One of the great things about blogging is that you have to think hard about what you are writing, literally tens of thousands of people might read your blog...granted I am lucky if half of my immediate family read this drivel but conceptually you get the point. Realizing that once you've written something you cannot retract it really does make you think twice about what you say.
Engaging my brain before I speak is not my natural state, just in case you wondered so this is quite a challenge for me.
Point in case - I'm sat on a flight back home typing the "SharePoint-ECM Reference Architecture 2: Loosely Coupled Solution" entry and I realize that I've forgotten to mention one key point in my SharePoint-related ramblings...I am focused on the archiving and de-duplication primarily of unstructured content...PDF files, Word documents, etc. I am neglecting the oh so important structured data types that SharePoint manages - discussion threads, calendar entries, etc. There is no doubt that these structured data types - especially the former example - are critical components of a compliant archiving solution.
Given this I'll do two things,
- Firstly I'll be explicit when I am referring specifically to archiving, unification and aggregation of unstructured content vs. unstructured content
- Secondly, I'll talk to the people from whom I steal all of my ideas and trick them in to telling me how to deal with archiving structured data. I'll then post some entries related specifically to that topic.

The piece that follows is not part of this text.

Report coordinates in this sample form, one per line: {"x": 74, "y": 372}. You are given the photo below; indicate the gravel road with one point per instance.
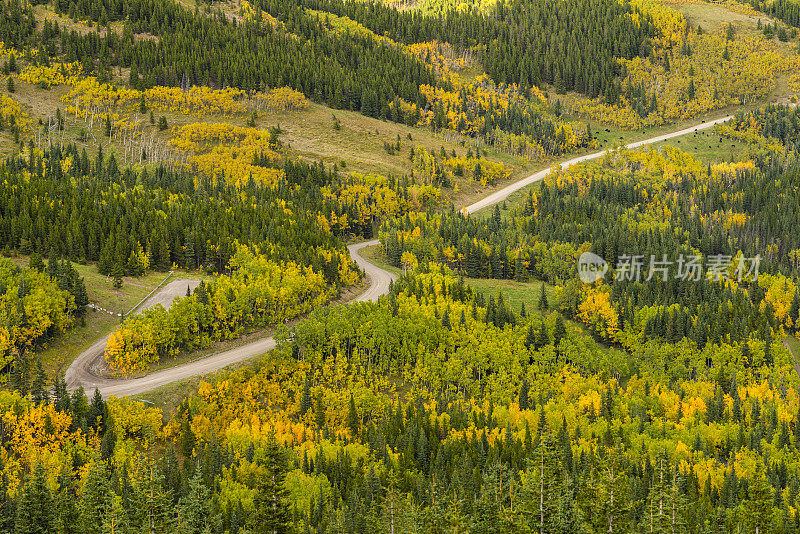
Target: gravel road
{"x": 80, "y": 372}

I'm pretty sure that the core compliance issues are fundamentally the same no matter the data type but as usual, the devil is in the details...
A challenge with the continuously changing types of collaboration information such as discussion threads or wikis is determining the event to trigger the migration (or replication) into an ECM store. Wiki pages can undergo very tiny changes creating a vast array of versions in the repository. Threaded discussion may be separate "records" or just a single record that is updated by appending more comments at the end. All these mechanisms proliferate a lot of similar data to clog up the store, not to mention generate a lot of bandwidth feeding it. The typical wiki mechanism (presumably used in SP) of just saving diffs may have to be added when migrating this kind of date, ideally at the source (to reduce incoming bandwidth) but at the backend if that is the only convenient place for this function.
Posted by: douq millar | 02/26/2008 at 03:00 AM